“For the most affected farms there will no immediate relief in 2013 and there will be a hard road back to perhaps more normal production in 2014.”
So said NFU Scotland president Nigel Miller in his most recent blog before going into stakeholders meetings this week to thrash out details of where the £6million aid package for farmers, announced by Scottish Government last week, should go.
“Today, in May, many farmers are still buying feed and striving to support stock. The aid package provides a potential lifeline that can bridge the hardest-hit businesses into summer weather,” the Stow livestock producer wrote. The public cash is for farms hit by bad snow in March, though others have also been identified, he said, adding: “There are extreme situations in other sectors, including crop losses, which have the potential to threaten the future of businesses.”

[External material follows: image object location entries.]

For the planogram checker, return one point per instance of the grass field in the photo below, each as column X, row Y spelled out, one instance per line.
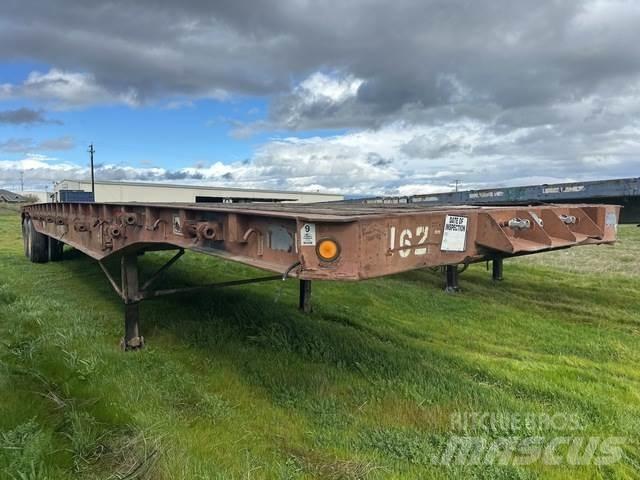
column 240, row 385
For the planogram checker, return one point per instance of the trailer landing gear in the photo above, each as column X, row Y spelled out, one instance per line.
column 305, row 296
column 451, row 278
column 132, row 292
column 497, row 268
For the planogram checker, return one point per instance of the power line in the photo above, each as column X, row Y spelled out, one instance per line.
column 93, row 184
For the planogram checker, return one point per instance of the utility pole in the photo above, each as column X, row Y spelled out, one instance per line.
column 93, row 185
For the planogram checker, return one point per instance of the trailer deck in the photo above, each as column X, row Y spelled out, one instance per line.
column 307, row 241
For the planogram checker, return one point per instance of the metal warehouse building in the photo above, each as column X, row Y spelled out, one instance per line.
column 106, row 192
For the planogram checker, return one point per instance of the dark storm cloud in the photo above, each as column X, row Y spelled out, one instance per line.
column 24, row 116
column 512, row 53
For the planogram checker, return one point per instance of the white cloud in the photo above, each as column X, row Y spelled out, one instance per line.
column 321, row 87
column 398, row 159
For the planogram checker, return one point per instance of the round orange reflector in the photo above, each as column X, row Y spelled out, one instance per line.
column 328, row 250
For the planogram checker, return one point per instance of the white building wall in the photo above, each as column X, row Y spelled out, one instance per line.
column 159, row 193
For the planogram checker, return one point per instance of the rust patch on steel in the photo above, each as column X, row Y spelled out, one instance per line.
column 373, row 241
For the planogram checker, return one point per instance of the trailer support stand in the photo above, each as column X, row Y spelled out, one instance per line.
column 305, row 296
column 130, row 289
column 451, row 276
column 497, row 265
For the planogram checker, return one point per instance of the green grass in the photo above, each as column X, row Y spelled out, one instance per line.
column 238, row 384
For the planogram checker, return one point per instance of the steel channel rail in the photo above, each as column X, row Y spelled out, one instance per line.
column 314, row 241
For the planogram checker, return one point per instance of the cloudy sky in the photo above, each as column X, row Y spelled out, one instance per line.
column 359, row 97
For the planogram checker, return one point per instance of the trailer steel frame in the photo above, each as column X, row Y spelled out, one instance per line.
column 362, row 241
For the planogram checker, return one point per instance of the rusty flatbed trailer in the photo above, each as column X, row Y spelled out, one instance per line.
column 306, row 241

The challenge to this week’s industry group is to identify all the farms “where weather has significantly eroded the capacity to produce” and to come up with a way of responding quickly “at an appropriate level”, he said.
“Aid is not a total solution, but it can inject funds to pause cashflow pressure and provide a pathway forward.”
And he urged banks to be flexible with overdrafts and restructure lending.
Fellow Borders farmer and NFU Scotland vice-president, Rob Livesey, said the job of deciding where the aid money should go would be “extremely difficult”.
“If the funds are spread too wide then the benefit will be too small to make a difference to those businesses.”
He expects Borders farmers to qualify for some help: “We probably suffered more than many in the last 12 months, but were less affected than the west by the March storms.”
Latest figures show a surge in sheep and cattle deaths from the start of the year, with Scotland hit worst, recording fallen stock up by over 35 per cent on last year between January and April.
NFU Scotland’s livestock policy manager John Sleigh said causes would be disease, nutrition and the weather, but that “a significant number” will not be accounted for because they may still be lost, under snow, eaten by wild animals and, where the snow hit worst, farmers were allowed to bury dead stock.
The statistics also exclude special pick ups of larger than usual numbers, likely after the March snow.
Last year Peeblesshire, Selkirkshire and Berwickshire were the wettest since Met Office records began, while in Roxburghshire rainfall was the third highest the area had experienced.
And Gatepost, RSABI charity’s confidential listening service, saw a “significant acceleration” of calls from October, receiving four times as many in February from farmers in financial and/or emotional difficulty, compared to the previous year.